Dr. Frank Gerlach (Hans-Böckler-Stiftung), Birgit Haverkemper (verdi), Birgit Timmer (Sustain Consult) und Eberhard Weber (DGB) bei der Präsentation.

  Am Dienstag stellten Vertreter des DGB, der Hans-Böckler-Stiftung (HBS), der Beratungsgesellschaft Sustain Consult und verdi eine wissenschaftliche Studie der HBS vor. In dieser werden nach einer Analyse Herausforderungen, Strategien und Handlungsansätze diskutiert. Rund 20 Unternehmen, Verbände und Wirtschaftsförderer gaben Auskunft. Birgit Timmer von Sustain Consult wies darauf hin, dass das östliche Ruhrgebiet über eine gute Infrastruktur verfüge.

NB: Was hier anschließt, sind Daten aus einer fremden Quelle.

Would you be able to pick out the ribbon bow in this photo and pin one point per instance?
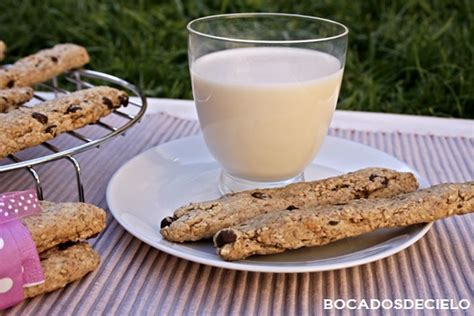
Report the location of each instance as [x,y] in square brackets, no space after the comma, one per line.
[19,261]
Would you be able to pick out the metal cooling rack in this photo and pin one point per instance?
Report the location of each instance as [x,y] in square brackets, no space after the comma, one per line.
[81,80]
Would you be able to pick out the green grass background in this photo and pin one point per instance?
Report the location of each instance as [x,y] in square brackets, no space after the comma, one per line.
[414,57]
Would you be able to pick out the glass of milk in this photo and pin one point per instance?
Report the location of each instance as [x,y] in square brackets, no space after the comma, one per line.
[265,87]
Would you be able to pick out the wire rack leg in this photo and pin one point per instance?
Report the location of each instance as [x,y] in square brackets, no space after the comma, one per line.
[39,188]
[80,186]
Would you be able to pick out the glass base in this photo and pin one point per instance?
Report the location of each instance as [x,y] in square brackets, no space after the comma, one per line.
[230,184]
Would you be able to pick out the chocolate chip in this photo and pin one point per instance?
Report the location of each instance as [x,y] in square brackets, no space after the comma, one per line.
[108,102]
[73,108]
[43,119]
[123,100]
[50,129]
[166,221]
[384,182]
[66,245]
[261,195]
[225,237]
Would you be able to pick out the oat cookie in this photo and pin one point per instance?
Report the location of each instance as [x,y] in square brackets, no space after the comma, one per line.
[27,127]
[44,65]
[64,265]
[59,223]
[13,98]
[291,229]
[202,220]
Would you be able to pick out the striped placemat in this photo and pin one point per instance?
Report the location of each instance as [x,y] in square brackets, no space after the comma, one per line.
[137,279]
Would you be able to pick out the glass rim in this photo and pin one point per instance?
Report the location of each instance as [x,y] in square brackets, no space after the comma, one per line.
[190,28]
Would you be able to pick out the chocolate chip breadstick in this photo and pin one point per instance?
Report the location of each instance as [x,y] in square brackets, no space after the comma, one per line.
[59,223]
[62,266]
[13,98]
[3,48]
[44,65]
[291,229]
[202,220]
[27,127]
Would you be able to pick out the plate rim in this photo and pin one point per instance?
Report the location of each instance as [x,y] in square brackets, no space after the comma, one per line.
[245,265]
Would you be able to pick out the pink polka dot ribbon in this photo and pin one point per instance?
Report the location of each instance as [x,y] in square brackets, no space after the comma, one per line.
[19,261]
[18,204]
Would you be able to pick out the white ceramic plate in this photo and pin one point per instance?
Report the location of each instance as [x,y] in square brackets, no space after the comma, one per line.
[156,182]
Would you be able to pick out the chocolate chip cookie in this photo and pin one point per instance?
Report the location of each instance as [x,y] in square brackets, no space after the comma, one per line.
[202,220]
[14,97]
[44,65]
[27,127]
[277,232]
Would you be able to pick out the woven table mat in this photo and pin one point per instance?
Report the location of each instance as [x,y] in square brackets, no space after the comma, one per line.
[136,279]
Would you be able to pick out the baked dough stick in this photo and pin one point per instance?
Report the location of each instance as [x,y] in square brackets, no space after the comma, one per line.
[59,223]
[3,48]
[202,220]
[63,266]
[27,127]
[13,98]
[280,231]
[44,65]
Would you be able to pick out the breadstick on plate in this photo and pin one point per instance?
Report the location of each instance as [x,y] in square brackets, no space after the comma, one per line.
[292,229]
[11,99]
[202,220]
[59,223]
[44,65]
[27,127]
[62,266]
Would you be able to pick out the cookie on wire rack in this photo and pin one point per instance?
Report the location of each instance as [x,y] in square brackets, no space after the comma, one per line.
[43,66]
[27,127]
[11,99]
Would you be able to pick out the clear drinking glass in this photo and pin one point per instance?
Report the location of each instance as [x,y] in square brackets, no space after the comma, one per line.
[265,87]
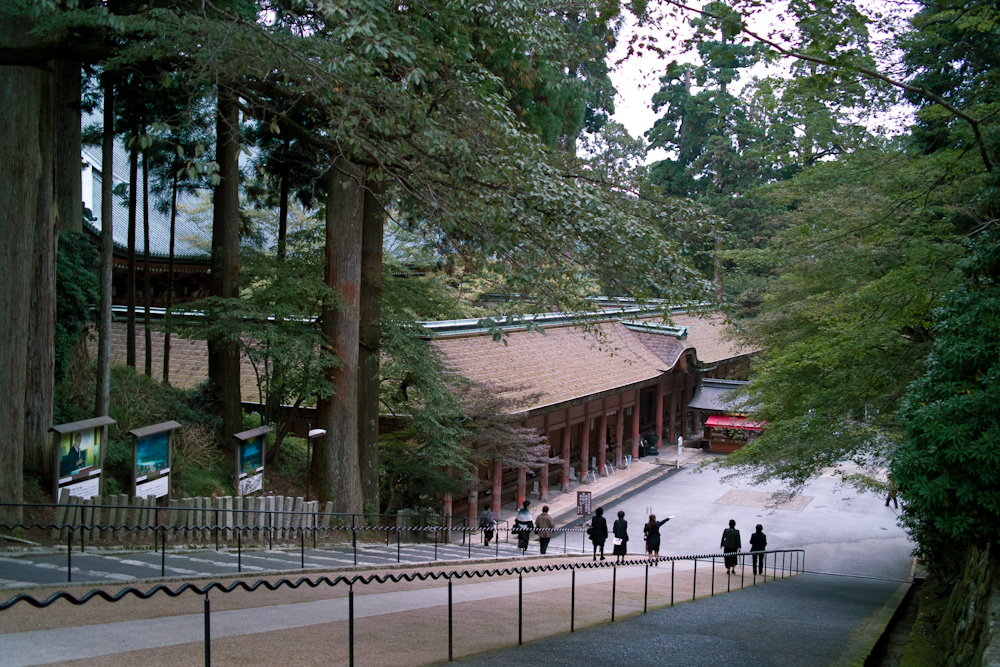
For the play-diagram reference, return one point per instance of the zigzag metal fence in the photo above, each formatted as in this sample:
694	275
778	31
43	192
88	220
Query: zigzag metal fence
795	558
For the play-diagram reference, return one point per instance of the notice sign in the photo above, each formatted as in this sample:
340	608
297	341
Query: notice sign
250	446
151	460
79	456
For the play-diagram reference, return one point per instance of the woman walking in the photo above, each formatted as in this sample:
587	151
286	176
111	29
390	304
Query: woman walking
651	532
523	526
598	531
621	537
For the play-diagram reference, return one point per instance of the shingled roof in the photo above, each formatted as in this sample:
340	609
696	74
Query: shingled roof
560	363
564	362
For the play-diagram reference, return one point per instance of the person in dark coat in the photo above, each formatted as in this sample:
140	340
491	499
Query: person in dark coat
488	523
544	528
758	543
598	531
621	532
651	532
730	545
523	526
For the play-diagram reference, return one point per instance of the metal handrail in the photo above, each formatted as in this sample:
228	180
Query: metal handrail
368	579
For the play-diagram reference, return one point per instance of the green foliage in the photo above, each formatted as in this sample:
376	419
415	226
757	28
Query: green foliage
864	255
947	467
76	295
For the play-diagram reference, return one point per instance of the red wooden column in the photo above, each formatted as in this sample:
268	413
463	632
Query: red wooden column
446	509
473	509
602	441
659	412
673	415
564	481
635	425
620	431
497	488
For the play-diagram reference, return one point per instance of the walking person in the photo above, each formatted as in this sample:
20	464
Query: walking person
488	523
544	528
651	533
598	531
621	537
523	525
730	545
758	543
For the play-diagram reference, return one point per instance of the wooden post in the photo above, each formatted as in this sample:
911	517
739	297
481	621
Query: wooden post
564	480
620	431
635	425
659	413
602	441
497	488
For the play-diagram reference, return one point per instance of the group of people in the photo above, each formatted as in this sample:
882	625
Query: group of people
731	544
598	532
525	524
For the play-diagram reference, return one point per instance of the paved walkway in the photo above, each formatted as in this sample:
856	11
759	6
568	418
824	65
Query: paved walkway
810	619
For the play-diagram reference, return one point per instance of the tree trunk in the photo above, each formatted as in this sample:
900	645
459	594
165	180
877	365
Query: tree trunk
133	200
41	323
369	337
284	187
68	189
20	177
147	296
224	358
170	277
107	251
334	471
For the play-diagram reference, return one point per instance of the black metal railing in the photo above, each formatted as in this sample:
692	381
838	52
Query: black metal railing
795	565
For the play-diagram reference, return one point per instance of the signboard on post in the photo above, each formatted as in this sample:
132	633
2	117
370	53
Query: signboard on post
151	452
250	448
79	456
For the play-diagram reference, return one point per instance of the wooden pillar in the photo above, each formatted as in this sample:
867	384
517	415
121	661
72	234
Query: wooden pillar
446	509
635	424
602	441
564	480
659	412
497	488
682	408
620	431
673	415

20 Unternehmen gaben Auskunft Darüber hinaus biete die geografische Lage „alles, was Logistik braucht“. Trotz eines hohen Potenzials an Arbeitskräften beklagten Unternehmen jedoch, dass es zu wenig gut qualifizierte Leute gebe. „Zwar bemängeln die Unternehmen diesen Zustand, bieten jedoch nur ungenügend Aus- und Weiterbildungsmöglichkeiten“, so Timmer. Stattdessen wachse der Anteil an Leiharbeitern überproportional im Vergleich zu anderen Städten. Die Ergebnisse der Studie sollen vor allem dem Betriebsräte-Netzwerk als wissenschaftliche Grundlage zur Verbesserung der gegenwärtigen Situation dienen.